Many on the Left feel a sense of crisis.

Existing strategies and theories seem inadequate in a bewildering contemporary political scene. Disparate groups have begun to show an interest in rethinking the fundamentals of Left politics. The Platypus Affiliated Society seeks to make the conversation explicit, and to host a series of discussions about the crisis of the contemporary Left: its quality, causes, and significance for future reconstitution and transformation.

Across five cities worldwide, we’ve invited figures from across the Left–academics, political organizers, theorists–to answer and debate six fundamental questions. We also pose these questions to the Left as a whole and invite responses from all quarters. The questions below stem from confusion; taking nothing for granted, we hope that confronting this confusion might open up future possibilities for renewed consciousness and practice on the Left.

Speaker Questions
1.) How would you define the Left?

2.) Do you think the Left is in crisis? If so, then what constitutes the crisis?

3.) In trying to understand the contemporary Left, what history matters most? What tasks and problems have we inherited from the Old Left and the New Left?

4.) Could the Left have done something to avoid its current impasses? If so, what?

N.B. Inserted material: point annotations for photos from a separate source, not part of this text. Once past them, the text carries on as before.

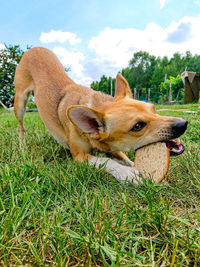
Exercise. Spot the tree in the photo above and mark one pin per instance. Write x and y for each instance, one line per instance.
(9, 58)
(104, 85)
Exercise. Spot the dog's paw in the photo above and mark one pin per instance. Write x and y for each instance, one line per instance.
(126, 174)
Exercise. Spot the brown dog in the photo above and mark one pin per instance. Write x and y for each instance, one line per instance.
(82, 119)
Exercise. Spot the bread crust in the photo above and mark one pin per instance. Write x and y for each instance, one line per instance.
(141, 160)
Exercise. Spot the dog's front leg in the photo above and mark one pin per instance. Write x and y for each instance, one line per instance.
(122, 159)
(120, 172)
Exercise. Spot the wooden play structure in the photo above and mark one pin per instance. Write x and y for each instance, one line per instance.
(191, 81)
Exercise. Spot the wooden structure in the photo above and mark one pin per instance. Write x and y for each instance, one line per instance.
(191, 81)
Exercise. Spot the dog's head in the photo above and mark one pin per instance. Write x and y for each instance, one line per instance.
(126, 124)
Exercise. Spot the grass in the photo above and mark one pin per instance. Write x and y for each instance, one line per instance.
(54, 212)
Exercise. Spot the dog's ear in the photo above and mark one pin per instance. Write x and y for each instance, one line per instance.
(122, 88)
(89, 120)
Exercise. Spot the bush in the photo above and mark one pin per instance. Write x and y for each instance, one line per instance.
(9, 58)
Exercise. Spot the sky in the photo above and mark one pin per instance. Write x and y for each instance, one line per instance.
(99, 37)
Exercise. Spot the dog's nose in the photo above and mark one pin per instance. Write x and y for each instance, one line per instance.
(178, 128)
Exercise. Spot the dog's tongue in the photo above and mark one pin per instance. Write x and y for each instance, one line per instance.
(175, 147)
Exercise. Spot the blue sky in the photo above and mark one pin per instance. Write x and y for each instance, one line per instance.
(100, 37)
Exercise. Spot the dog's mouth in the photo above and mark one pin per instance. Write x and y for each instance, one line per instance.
(175, 147)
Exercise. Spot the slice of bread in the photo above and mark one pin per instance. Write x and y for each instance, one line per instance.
(152, 161)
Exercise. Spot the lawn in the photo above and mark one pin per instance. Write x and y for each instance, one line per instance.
(54, 212)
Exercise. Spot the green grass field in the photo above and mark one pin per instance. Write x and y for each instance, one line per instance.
(54, 212)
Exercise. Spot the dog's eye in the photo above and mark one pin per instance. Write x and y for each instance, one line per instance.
(138, 126)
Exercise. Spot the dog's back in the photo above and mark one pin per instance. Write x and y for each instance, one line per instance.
(40, 71)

5.) What is the relationship between the Left and anti-capitalism? Between the Left and Marxism? What should it be?
How does the Left need to change? Who is responsible for making the change happen?

Speakers:
Paul Berman is a writer on politics and literature who is affiliated with two magazines, The New Republic and Dissent, and also contributes from time to time to the New York Times, once in a while to Slate, and to other journals. He has written a history of the left-wing Generation of 1968 around the world, so far in two volumes, under the titles "A Tale of Two Utopias" and "Power and the Idealists." His other books include "The Flight of the Intellectuals," "Terror and Liberalism," and a number of edited anthologies, including a "Selected Poems" of Carl Sandburg. His books have been translated into fifteen languages. His next book will be a study of Nathaniel Hawthorne - who, after all, went through a socialist phase.

Carl Dix is a long-time revolutionary activist. He was one of the Fort Lewis 6, soldiers who refused to ship off to Vietnam. He is a founding member of the Revolutionary Communist Party, USA. He is a leading figure in the movement to stop the mass incarceration of Black and Latino youth.

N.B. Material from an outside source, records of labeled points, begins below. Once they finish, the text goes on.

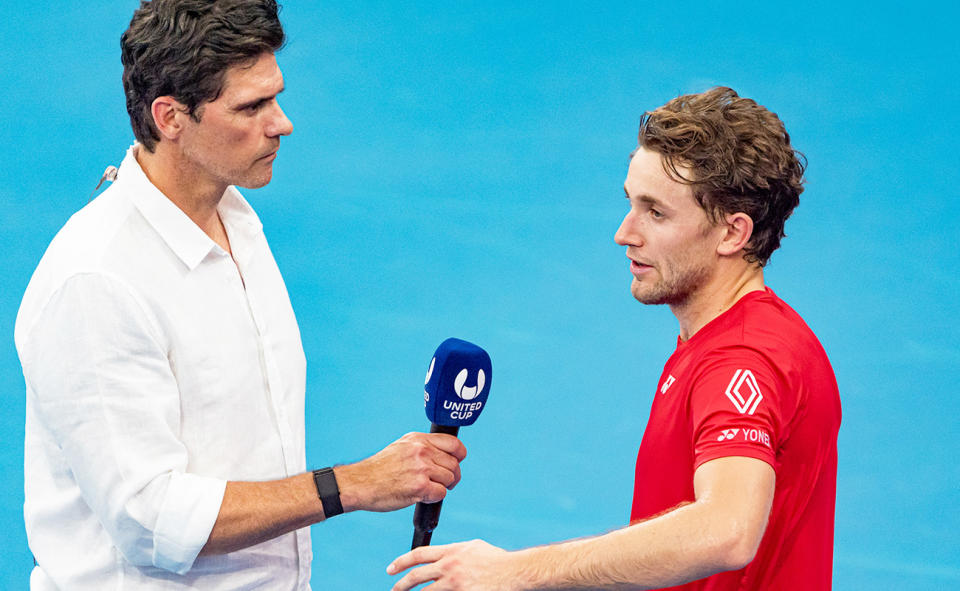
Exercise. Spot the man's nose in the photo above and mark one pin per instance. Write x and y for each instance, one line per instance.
(279, 124)
(627, 234)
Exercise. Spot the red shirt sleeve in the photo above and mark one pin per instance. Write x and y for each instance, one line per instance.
(735, 406)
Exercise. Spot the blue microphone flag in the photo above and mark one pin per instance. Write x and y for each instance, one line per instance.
(457, 383)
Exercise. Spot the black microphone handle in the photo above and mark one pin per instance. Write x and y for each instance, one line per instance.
(426, 516)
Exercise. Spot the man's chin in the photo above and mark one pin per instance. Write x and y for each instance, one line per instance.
(255, 182)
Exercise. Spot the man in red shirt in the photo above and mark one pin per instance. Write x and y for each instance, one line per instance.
(736, 474)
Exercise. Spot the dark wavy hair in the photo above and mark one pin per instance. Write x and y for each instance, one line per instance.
(183, 48)
(740, 158)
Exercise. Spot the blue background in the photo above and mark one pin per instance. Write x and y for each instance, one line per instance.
(456, 170)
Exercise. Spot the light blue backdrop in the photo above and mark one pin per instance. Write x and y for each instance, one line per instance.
(456, 170)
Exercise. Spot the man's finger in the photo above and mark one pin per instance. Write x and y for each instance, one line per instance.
(448, 444)
(421, 555)
(418, 576)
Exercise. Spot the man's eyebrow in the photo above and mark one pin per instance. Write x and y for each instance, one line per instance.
(644, 198)
(258, 100)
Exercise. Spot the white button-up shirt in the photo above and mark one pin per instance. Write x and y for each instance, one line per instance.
(157, 368)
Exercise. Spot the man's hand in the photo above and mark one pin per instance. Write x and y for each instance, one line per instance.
(418, 467)
(473, 566)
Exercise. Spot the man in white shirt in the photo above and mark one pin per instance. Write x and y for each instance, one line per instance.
(164, 369)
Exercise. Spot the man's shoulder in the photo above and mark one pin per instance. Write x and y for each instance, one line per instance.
(82, 246)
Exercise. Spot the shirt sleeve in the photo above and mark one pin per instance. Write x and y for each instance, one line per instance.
(97, 365)
(735, 407)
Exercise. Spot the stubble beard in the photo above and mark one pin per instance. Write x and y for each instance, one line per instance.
(674, 288)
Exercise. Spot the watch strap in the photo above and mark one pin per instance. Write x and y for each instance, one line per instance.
(328, 491)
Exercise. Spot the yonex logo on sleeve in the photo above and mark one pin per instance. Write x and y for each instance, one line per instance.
(727, 434)
(667, 383)
(746, 405)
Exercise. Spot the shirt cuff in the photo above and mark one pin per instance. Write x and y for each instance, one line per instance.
(189, 510)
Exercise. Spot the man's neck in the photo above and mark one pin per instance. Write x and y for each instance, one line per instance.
(716, 296)
(178, 181)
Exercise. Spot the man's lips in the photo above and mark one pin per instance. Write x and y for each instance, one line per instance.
(638, 268)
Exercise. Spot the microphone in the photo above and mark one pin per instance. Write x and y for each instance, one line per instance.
(454, 392)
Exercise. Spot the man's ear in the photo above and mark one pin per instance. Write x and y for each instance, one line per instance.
(168, 116)
(738, 231)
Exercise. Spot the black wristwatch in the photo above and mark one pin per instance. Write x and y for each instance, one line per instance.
(328, 491)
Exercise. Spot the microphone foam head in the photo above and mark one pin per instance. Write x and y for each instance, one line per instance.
(457, 383)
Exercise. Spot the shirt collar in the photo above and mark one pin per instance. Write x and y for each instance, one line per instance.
(182, 235)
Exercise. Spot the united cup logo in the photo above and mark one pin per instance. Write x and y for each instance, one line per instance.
(743, 378)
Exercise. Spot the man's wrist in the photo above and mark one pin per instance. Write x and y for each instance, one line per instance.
(328, 492)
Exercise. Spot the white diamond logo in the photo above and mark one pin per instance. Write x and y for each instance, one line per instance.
(746, 405)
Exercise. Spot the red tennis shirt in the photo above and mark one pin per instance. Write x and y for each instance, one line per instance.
(753, 382)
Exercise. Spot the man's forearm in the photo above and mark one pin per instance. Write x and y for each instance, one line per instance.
(683, 545)
(254, 512)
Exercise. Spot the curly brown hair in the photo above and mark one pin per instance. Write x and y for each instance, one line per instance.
(183, 48)
(740, 157)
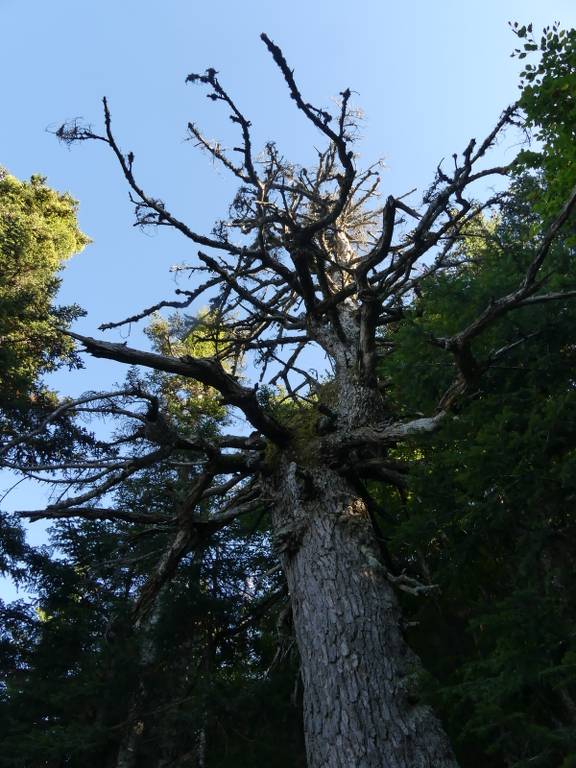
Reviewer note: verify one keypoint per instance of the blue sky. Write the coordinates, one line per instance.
(428, 77)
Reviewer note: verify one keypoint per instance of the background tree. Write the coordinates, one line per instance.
(306, 259)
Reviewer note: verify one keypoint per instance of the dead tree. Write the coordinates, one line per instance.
(309, 259)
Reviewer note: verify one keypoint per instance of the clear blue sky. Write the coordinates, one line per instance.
(428, 75)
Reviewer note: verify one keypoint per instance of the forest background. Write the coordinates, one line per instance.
(137, 286)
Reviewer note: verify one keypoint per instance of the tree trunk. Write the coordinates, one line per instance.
(359, 675)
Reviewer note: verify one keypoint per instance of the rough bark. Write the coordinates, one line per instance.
(359, 675)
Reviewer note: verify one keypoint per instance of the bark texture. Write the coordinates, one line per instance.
(358, 673)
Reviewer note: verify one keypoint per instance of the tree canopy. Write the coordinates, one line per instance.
(207, 574)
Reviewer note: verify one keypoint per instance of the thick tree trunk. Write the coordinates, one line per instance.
(358, 673)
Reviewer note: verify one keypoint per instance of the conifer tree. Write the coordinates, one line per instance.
(309, 259)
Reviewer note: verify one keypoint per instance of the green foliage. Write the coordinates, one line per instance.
(489, 515)
(38, 233)
(549, 102)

Bertell Ollman is a professor in the Dept. of Politics at NYU, but has also given courses on Marx at Oxford and Columbia. He is the author of Alienation: Marx's Conception of Man in Capitalist Society, Social and Sexual Revoluition: Essays on Marx and Reich, Dance of the Dialectic: Steps in Marxâs Method, Class Struggle is the Name of the Fame: True Confessions of a Marxist Businessman (he is also the creator of the Class Struggle board game), How to Take an Exam...and Remake the World, and a number of other works in this general area. He is currently completing the first collection of Marx's writings on economic crisis.

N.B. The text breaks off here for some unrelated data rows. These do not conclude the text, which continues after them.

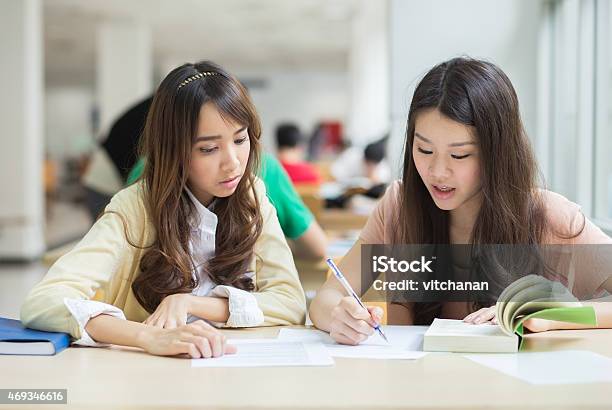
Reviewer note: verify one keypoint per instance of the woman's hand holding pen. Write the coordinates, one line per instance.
(352, 324)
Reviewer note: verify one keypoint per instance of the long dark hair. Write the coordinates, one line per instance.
(478, 94)
(168, 137)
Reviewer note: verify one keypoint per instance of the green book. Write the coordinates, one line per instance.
(529, 297)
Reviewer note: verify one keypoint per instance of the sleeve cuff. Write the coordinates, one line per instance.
(243, 308)
(83, 310)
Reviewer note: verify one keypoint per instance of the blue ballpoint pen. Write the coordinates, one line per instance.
(351, 292)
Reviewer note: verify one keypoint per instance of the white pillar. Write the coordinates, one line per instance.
(21, 118)
(124, 68)
(369, 113)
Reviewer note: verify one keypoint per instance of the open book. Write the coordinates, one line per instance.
(529, 297)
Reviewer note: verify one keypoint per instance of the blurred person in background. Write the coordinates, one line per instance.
(113, 159)
(291, 149)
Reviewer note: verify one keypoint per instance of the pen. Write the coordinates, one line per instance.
(352, 293)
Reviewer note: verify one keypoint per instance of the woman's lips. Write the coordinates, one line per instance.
(442, 192)
(231, 183)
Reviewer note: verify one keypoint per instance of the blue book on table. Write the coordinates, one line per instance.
(16, 339)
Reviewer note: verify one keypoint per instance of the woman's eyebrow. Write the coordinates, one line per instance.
(217, 137)
(454, 144)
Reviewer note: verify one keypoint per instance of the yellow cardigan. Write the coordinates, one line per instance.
(103, 266)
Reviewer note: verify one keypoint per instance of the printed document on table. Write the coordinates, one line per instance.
(405, 342)
(270, 352)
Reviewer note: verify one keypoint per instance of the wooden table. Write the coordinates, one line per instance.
(118, 378)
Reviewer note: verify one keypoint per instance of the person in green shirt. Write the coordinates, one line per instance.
(296, 220)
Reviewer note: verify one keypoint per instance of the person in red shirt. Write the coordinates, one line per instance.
(290, 149)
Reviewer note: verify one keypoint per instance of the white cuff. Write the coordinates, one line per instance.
(82, 310)
(243, 307)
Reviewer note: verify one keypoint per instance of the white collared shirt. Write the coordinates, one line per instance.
(243, 308)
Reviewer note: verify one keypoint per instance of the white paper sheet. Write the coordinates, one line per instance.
(270, 352)
(405, 342)
(558, 367)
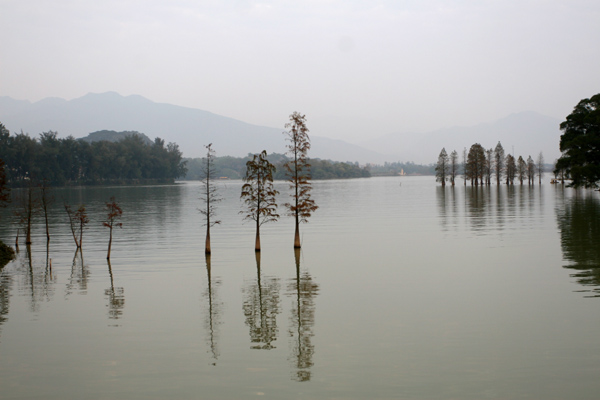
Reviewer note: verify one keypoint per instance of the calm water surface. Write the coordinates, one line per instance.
(403, 290)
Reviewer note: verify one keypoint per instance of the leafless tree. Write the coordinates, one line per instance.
(113, 216)
(210, 196)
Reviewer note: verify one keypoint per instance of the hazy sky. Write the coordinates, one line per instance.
(353, 67)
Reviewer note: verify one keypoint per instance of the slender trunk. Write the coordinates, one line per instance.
(80, 233)
(297, 243)
(257, 242)
(29, 216)
(109, 244)
(207, 243)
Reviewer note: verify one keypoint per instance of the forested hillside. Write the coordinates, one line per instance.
(56, 161)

Marco Roth is an editor and co-founder of n+1 magazine.

Nikil Saval is an associate editor of n+1, where he is a frequent contributor. His writing has appeared in Slate, The New York Times, Oxford American, and The London Review of Books. He is currently working on a book about the history of office design and white-collar work.

Moderator:
Jeremy Cohan is a PhD candidate in sociology at NYU, as well as the lead NYC organizer for the Platypus Affiliated Society. Jeremy has written and presented on the political and social theory of Marx, Georg Lukacs, and Michel Foucault; he has chaired several panels for the Platypus Affiliated Society, including on nationalism, bourgeois revolutions, Obama and the Left, and sexual liberation; he is currently doing research on transformations in American education and on early twentieth century revolutions. He has taught introductory sociology and philosophy courses, as well as courses on fascism, and will be a graduate assistant in the year to come in a program on Critical Theory and the Arts.